Jamaica Purchasing Power Parity is $9,761 and Kenya $4,330, one Purchasing Power Parity dollar should buy the same loaf of bread in Kenya, or Jamaica therefore; think in Purchasing Power Parity terms when analyzing the data below.
African County | Purchasing Power Parity 2019 |
Algeria | $11,350 |
Angola | $6,654 |
Benin | $3,287 |
Botswana | $17,766 |
Burkina Faso | $2,190 |
Burundi | $752 |
Cabo Verde | $7,172 |
Cameroon | $3,653 |
Central African Republic | $945 |
Chad | $1,580 |
Democratic Republic of the Congo | $1,098 |
Republic of the Congo | $3,298 |
Cote d'Ivoire | $5,238 |
Djibouti | $5,519 |
Egypt | $11,763 |
Equatorial Guinea | 18,558 |
Eritrea | No Data |
Eswatini | $8,688 |
Ethiopia | $2,220 |
Gabon | $1,4870 |
The Gambia | $2,207 |
Ghana | $5,413 |
Guinea | $2,564 |
Guinea-Bissau | $1,989 |
Kenya | $4,330 |
Lesotho | $2,768 |
Liberia | $1,428 |
Libya | $1,5174 |
Madagascar | $1,646 |
Malawi | $1,060 |
Mali | $2,327 |
Mauritania | $5,197 |
Mauritius | $22,989 |
Morocco | $7,515 |
Mozambique | $1,280 |
Namibia | $9,637 |
Niger | $1,219 |
Nigeria | $5,135 |
Rwanda | $2,226 |
Sao Tome and Principe | $3,964 |
Senegal | $3,395 |
Seychelles | $29,056 |
Sierra Leone | $1,718 |
Somalia | No Data |
South Africa | $12,482 |
South Sudan | No Data |
Sudan | $3,958 |
Tanzania | $2,660 |
Togo | $1,596 |
Tunisia | $10,756 |
Uganda | $2,181 |
Zambia | $3,479 |
Zimbabwe | $2,836 |
Does not having money make you poor?
Living Standards Measurement.
Research estimates that by 2030 up to two-thirds of the global extreme poor may be living in fragile and conflict-affected economies. There are many non-monetary indicators on education, health, sanitation, water, and electricity that are extremely important for understanding the many dimensions of poverty that people experience. These are an important complement to monetary measures of poverty and are crucial to effectively improving the lives of the poorest.

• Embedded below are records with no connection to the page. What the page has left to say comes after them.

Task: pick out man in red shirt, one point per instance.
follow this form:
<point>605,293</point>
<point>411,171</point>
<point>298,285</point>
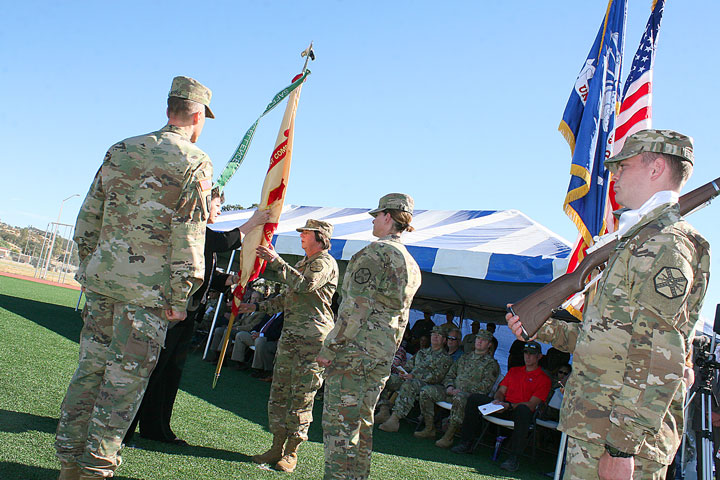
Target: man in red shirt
<point>520,393</point>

The World Bank estimates that 40 million to 60 million people will fall into extreme poverty living under $1.90 per day in 2020. The global extreme poverty rate could rise by 0.3 to 0.7 percentage points, to around 9 percent in 2020.
Access to good schools, health care, electricity, safe water, and other critical services remains elusive for many people, often determined by socioeconomic status, gender, ethnicity, and geography.